Mugabe was re-elected in 2013 in another ballot marred by alleged irregularities, though he dismissed his critics as sore losers.
Amid the political turmoil, the economy of Zimbabwe, traditionally rich in agriculture and minerals, deteriorated. Factories were closing, unemployment was rising and the country abandoned its currency for the US dollar in 2009 because of hyperinflation.
The economic problems are often traced to the violent seizures of thousands of white-owned farms that began around 2000. Land reform was supposed to take much of the country's most fertile land — owned by about 4,500 white descendants of mainly British and South African colonial-era settlers — and redistribute it to poor blacks. Instead, Mugabe gave prime farms to ruling party leaders, party loyalists, security chiefs, relatives and cronies.
On the streets of Harare, the capital, people gathered in small groups Friday and discussed the news.
"I will not shed a tear, not for that cruel man," said Tariro Makena, a street vendor. "All these problems, he started them and people now want us to pretend it never happened."

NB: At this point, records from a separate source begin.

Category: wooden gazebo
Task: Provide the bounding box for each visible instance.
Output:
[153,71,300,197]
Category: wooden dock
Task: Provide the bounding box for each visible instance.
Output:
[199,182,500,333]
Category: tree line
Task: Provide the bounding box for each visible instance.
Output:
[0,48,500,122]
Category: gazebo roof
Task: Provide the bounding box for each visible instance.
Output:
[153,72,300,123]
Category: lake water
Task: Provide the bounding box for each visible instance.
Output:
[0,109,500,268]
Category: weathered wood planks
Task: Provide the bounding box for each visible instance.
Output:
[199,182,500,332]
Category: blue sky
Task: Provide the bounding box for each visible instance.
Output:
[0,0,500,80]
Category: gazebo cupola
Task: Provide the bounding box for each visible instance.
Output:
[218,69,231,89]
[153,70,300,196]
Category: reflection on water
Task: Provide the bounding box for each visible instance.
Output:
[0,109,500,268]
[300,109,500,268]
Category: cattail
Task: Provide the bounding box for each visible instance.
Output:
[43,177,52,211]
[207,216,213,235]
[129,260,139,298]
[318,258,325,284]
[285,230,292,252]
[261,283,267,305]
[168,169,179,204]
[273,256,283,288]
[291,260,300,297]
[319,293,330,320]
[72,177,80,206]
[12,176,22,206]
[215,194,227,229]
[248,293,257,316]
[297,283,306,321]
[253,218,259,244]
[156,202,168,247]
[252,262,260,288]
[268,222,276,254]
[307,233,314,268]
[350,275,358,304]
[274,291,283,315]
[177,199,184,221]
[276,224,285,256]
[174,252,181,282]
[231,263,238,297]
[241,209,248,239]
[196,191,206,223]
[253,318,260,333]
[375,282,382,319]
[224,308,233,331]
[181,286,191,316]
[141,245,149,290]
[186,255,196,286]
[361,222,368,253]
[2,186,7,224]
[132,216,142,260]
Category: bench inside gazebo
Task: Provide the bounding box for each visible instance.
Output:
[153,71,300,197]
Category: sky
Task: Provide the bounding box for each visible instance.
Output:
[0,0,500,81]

Others said they missed him.
"Things are worse now. Life was not that good but it was never this bad. These people who removed him from power have no clue whatsoever," said Silas Marongo, holding an axe and joining men and women cutting a tree for firewood in suburban Harare. They needed the wood to beat severe electricity shortages that underline the worsening economic situation.
Mugabe was born in Zvimba, 60 kilometers (40 miles) west of the capital of Harare. As a child, he tended his grandfather's cattle and goats, fished for bream in muddy water holes, played football and "boxed a lot," as he recalled later.
Mugabe lacked the easy charisma of Nelson Mandela, the anti-apartheid leader and contemporary who became South Africa's first black president in 1994 after reconciling with its former white rulers. But he drew admirers in some quarters for taking a hard line with the West, and he could be disarming despite his sometimes harsh demeanour.
"The gift of politicians is never to stop speaking until the people say, 'Ah, we are tired,'" he said at a 2015 news conference. "You are now tired. I say thank you."